Tim SAFAC dan Penyuluh KUA Gumelar Kalibrasi Arah Kiblat di Desa Kedungurang

Oleh HUMAS
SHARE

Banyumas – Kepastian arah kiblat menjadi unsur krusial dalam kekhusyukan ibadah salat. Menyadari hal tersebut, Tim SAFAC (Satria Falak Community) bersinergi dengan penyuluh agama Islam KUA Gumelar menggelar aksi jemput bola melalui kegiatan pengukuran dan kalibrasi arah kiblat di wilayah Desa Kedungurang. Rabu (07/01/2026).

Kegiatan ini bertujuan untuk memberikan ketenangan bagi umat Islam, khususnya warga Desa Kedungurang, dengan memastikan bahwa posisi bangunan masjid maupun mushola telah menghadap tepat ke arah Ka’bah di Makkah secara astronomis.

Proses kalibrasi ini melibatkan kolaborasi erat antara tim ahli falak dari SAFAC dengan Penyuluh Agama Islam Fungsional serta Penyuluh Non-PNS dari KUA Gumelar. Tak hanya petugas, jalannya pengukuran juga disaksikan langsung oleh jajaran tokoh agama dan pengurus takmir masjid setempat guna menjamin transparansi hasil di lapangan.
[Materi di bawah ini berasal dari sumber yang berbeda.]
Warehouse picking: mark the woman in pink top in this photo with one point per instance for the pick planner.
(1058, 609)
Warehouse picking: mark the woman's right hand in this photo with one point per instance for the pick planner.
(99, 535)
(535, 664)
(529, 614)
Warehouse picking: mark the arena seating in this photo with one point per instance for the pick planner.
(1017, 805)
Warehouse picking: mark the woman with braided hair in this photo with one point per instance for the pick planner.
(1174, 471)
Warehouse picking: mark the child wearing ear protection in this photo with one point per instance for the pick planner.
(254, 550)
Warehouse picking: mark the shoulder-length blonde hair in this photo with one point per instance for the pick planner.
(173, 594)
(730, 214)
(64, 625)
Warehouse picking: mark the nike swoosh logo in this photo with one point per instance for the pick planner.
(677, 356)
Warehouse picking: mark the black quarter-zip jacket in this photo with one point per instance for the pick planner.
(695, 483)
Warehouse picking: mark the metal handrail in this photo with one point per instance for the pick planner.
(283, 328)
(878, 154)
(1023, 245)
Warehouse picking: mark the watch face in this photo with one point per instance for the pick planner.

Dalam pelaksanaannya, tim tidak lagi menggunakan metode perkiraan manual. Pengukuran dilakukan dengan memanfaatkan instrumen navigasi dan astronomi modern, seperti Theodolite dan Mizwala. Perangkat ini bekerja dengan mengolah data koordinat geografis (lintang dan bujur) lokasi secara presisi untuk menentukan titik nol arah kiblat yang akurat.

Selain melakukan pengukuran fisik, para Penyuluh Agama Islam juga memberikan edukasi kepada para takmir. Mereka menjelaskan bahwa apabila ditemukan selisih derajat, pihak takmir tidak perlu melakukan perombakan bangunan secara besar-besaran, melainkan cukup dengan menggeser atau menyesuaikan arah shaf di dalam masjid.

Melalui langkah proaktif ini, diharapkan seluruh tempat ibadah di Desa Kedungurang memiliki akurasi kiblat yang valid, sehingga masyarakat dapat menjalankan ibadah dengan lebih mantap dan penuh keyakinan.